How to use it: Simply type icmp into the filter bar and press Enter. The packet list will instantly update to show only the ping-related packets.

Filtering by IP Address

If you know the sender or receiver you’re interested in, you can filter for their IP address.

*ip.addr == 8.8.8.8: Shows all packets going to OR from the IP address 8.8.8.8. *ip.src == 192.168.1.100: Shows only packets sent from your local machine. *ip.dst == 1.1.1.1: Shows only packets sent to the Cloudflare DNS server.

You can also combine filters using logical operators like && (and), || (or), and ! (not). *icmp && ip.dst == 8.8.8.8: Shows only the ping packets that were sent to 8.8.8.8.

Inspecting the Payloads

Once you have filtered the traffic down to a manageable number of suspicious packets, the final step is to look inside them.

  1. Select a Packet: Click on a packet in the top pane.
  2. View the Details: The middle pane will now show you a detailed breakdown of that packet’s structure, from the Ethernet frame all the way up to the application data.
  3. Find the Data: For a protocol like ICMP, you’ll want to expand the “Internet Control Message Protocol” section. Inside, you will find the data payload.

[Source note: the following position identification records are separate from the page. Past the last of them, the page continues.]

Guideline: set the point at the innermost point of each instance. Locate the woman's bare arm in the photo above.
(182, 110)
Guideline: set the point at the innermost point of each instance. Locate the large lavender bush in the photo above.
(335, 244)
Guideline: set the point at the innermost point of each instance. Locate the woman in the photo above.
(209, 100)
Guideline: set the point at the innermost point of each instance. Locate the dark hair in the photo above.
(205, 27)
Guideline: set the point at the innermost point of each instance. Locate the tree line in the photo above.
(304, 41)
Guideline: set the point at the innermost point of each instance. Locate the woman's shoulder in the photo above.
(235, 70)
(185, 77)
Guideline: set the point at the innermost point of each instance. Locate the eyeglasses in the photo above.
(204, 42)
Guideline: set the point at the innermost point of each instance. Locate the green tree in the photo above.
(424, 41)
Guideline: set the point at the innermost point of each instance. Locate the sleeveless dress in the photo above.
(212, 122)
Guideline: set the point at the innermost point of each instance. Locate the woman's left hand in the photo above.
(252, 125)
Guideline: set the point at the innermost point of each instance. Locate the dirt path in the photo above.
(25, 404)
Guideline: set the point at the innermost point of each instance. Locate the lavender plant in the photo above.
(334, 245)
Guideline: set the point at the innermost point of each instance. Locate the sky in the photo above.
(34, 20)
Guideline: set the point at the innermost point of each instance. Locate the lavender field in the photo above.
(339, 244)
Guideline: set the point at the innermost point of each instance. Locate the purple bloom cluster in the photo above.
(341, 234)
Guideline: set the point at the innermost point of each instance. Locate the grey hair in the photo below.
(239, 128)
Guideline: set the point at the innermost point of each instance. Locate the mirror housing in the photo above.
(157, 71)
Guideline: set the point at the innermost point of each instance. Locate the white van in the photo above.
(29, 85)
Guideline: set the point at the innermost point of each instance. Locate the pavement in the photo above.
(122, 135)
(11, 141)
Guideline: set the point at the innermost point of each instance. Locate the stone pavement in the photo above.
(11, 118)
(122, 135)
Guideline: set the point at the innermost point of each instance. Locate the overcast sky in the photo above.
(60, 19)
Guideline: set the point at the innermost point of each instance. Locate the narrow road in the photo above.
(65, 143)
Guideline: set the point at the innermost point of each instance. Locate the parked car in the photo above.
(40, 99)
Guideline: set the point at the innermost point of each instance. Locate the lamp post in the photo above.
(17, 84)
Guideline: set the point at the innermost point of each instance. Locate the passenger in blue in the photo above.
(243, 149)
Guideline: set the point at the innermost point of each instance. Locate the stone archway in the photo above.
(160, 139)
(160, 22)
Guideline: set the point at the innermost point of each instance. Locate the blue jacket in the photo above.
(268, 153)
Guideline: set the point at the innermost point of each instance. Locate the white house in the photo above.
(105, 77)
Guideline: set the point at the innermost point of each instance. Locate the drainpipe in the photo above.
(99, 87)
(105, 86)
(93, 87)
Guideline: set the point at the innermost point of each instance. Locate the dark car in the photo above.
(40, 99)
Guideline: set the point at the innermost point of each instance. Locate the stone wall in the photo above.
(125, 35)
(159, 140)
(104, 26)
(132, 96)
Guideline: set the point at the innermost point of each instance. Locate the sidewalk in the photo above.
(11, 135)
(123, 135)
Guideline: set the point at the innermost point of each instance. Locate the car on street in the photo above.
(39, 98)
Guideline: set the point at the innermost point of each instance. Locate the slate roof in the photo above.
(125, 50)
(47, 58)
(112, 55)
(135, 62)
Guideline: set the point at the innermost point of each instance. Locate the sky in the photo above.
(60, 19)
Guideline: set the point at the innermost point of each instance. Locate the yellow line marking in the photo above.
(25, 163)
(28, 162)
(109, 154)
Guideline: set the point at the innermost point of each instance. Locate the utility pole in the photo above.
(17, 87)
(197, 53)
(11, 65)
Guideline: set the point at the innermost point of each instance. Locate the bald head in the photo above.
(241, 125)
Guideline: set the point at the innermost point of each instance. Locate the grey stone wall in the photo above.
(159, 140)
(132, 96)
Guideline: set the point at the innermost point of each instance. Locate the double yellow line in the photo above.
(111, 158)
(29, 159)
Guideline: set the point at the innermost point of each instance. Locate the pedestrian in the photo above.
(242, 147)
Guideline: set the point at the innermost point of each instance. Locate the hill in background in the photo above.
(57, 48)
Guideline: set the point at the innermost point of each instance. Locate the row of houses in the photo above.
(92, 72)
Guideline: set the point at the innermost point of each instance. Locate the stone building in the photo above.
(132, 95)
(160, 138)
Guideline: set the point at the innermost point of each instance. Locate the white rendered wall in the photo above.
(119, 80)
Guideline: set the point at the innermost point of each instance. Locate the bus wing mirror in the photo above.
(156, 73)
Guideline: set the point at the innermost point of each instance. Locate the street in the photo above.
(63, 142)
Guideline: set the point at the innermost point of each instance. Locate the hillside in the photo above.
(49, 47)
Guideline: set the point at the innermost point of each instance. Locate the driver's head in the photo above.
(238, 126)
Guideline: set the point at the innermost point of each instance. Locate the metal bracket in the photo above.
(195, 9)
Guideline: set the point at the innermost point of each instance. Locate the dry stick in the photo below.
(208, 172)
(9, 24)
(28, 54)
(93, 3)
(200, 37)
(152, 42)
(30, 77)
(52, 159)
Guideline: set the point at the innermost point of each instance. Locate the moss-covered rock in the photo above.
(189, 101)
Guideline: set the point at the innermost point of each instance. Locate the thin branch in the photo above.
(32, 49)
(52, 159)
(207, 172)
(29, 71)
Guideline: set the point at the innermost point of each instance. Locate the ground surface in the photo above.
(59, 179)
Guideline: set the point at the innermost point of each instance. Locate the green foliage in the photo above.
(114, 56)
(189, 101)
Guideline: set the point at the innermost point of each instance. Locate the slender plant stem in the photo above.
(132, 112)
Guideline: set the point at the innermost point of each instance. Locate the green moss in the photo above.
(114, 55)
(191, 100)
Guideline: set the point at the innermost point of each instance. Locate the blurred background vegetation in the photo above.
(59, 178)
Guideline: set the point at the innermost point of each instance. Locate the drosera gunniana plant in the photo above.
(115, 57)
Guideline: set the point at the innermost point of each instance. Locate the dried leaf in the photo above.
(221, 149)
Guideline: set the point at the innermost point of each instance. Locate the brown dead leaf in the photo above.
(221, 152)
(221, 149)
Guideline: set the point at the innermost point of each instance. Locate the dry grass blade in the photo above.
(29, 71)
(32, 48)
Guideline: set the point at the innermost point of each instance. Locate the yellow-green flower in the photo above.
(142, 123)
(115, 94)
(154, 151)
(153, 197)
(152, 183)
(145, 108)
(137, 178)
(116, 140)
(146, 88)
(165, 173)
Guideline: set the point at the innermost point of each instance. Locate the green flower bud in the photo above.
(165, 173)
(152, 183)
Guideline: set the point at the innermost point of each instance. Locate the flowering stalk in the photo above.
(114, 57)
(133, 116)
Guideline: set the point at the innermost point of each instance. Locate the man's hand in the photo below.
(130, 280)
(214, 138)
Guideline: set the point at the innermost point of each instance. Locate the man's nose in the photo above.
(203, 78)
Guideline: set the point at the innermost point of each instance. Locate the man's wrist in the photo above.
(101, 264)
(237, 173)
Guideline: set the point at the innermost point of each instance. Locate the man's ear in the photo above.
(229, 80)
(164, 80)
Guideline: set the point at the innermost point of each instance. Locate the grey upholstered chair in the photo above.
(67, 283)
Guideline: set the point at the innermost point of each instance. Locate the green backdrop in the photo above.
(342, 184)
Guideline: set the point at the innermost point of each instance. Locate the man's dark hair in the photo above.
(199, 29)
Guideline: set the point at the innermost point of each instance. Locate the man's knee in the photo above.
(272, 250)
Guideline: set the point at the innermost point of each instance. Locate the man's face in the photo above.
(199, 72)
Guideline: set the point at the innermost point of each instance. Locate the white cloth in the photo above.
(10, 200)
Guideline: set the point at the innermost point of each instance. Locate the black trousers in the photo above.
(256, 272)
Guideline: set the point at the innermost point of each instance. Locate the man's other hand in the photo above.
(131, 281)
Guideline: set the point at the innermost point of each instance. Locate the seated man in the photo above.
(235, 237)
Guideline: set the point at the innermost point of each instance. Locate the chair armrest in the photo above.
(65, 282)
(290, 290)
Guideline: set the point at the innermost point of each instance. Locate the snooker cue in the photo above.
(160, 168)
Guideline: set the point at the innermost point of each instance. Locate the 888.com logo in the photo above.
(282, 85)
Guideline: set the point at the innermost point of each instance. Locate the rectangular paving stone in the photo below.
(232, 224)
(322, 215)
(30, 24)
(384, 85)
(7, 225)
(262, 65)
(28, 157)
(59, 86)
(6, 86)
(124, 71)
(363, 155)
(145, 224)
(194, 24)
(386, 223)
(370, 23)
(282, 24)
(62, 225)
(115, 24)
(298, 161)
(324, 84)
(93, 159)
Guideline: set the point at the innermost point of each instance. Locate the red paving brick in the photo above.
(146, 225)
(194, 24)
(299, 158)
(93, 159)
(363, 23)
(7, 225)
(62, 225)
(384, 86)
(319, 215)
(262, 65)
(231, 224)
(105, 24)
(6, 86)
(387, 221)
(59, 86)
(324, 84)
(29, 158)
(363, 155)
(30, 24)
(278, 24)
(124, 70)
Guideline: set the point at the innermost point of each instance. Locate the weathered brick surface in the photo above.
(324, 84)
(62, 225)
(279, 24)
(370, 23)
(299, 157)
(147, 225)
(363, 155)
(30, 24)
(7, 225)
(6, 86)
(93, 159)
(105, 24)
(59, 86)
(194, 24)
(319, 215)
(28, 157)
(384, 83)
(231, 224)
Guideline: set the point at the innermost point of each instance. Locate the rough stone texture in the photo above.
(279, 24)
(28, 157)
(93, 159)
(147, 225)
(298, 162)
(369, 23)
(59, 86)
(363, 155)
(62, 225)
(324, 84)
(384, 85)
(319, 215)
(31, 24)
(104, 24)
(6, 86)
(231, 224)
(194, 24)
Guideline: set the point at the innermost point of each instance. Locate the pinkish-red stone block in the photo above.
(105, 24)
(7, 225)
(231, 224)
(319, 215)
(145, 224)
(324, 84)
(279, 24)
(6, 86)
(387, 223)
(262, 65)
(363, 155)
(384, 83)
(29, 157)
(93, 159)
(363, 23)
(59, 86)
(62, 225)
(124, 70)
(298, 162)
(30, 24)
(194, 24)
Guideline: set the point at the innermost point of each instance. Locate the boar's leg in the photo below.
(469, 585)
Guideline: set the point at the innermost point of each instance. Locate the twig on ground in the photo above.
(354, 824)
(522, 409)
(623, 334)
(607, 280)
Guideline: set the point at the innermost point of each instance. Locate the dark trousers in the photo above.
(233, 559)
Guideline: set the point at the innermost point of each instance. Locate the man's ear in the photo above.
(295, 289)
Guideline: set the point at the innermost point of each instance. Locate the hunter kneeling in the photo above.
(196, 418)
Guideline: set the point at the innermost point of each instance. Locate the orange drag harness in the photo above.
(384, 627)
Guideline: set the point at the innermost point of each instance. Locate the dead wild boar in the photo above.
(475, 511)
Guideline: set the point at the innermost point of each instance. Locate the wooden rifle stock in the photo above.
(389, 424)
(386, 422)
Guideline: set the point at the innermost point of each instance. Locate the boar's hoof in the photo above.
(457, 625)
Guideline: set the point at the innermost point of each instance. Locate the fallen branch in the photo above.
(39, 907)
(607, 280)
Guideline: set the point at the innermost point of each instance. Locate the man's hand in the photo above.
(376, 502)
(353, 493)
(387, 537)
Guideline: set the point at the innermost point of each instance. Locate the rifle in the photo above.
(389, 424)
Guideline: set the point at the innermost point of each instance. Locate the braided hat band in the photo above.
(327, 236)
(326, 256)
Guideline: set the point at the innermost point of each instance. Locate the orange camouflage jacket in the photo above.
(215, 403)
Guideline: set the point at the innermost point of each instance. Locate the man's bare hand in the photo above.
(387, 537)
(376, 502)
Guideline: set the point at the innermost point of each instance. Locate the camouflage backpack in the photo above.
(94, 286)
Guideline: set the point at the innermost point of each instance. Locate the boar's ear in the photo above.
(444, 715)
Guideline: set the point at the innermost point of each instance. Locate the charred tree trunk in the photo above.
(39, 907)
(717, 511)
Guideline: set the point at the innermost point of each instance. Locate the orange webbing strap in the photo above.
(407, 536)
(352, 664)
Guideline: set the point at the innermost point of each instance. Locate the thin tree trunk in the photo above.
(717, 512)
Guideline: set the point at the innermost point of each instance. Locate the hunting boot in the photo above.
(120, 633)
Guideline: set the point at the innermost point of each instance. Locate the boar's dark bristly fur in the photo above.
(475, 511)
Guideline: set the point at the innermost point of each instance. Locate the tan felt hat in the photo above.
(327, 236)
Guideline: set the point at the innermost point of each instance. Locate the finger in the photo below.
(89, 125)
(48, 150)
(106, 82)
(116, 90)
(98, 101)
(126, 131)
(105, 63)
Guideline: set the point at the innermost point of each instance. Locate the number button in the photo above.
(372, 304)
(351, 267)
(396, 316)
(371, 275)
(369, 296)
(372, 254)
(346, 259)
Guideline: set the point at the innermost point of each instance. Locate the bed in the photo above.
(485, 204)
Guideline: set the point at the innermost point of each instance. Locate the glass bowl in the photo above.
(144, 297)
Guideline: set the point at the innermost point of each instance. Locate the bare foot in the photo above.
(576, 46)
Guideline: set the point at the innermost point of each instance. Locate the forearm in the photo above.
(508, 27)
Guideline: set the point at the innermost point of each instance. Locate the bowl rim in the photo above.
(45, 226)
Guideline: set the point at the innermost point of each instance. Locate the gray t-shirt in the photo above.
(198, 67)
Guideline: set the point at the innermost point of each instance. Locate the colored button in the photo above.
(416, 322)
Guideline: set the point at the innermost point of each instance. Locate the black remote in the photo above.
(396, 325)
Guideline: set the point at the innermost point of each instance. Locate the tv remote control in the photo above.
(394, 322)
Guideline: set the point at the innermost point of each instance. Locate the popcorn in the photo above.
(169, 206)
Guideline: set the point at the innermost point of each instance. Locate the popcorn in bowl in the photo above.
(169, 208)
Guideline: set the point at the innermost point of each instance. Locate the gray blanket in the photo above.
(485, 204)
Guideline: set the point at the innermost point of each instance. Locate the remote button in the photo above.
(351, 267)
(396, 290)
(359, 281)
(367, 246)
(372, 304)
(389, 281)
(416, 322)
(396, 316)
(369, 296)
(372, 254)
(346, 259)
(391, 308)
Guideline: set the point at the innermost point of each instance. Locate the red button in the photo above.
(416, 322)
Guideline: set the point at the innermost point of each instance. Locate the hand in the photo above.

In a normal ping, this data is just gibberish—a repeating sequence of letters. But in a steganographic message, this is where the secret is hidden. By clicking through the filtered packets one by one and examining the data payload of each, you can extract the hidden message, character by character.

Wireshark transforms the invisible, chaotic flow of the internet into a structured, searchable log of evidence. Learning to use its filters is like learning to ask the right questions—it’s the fundamental skill of any digital detective.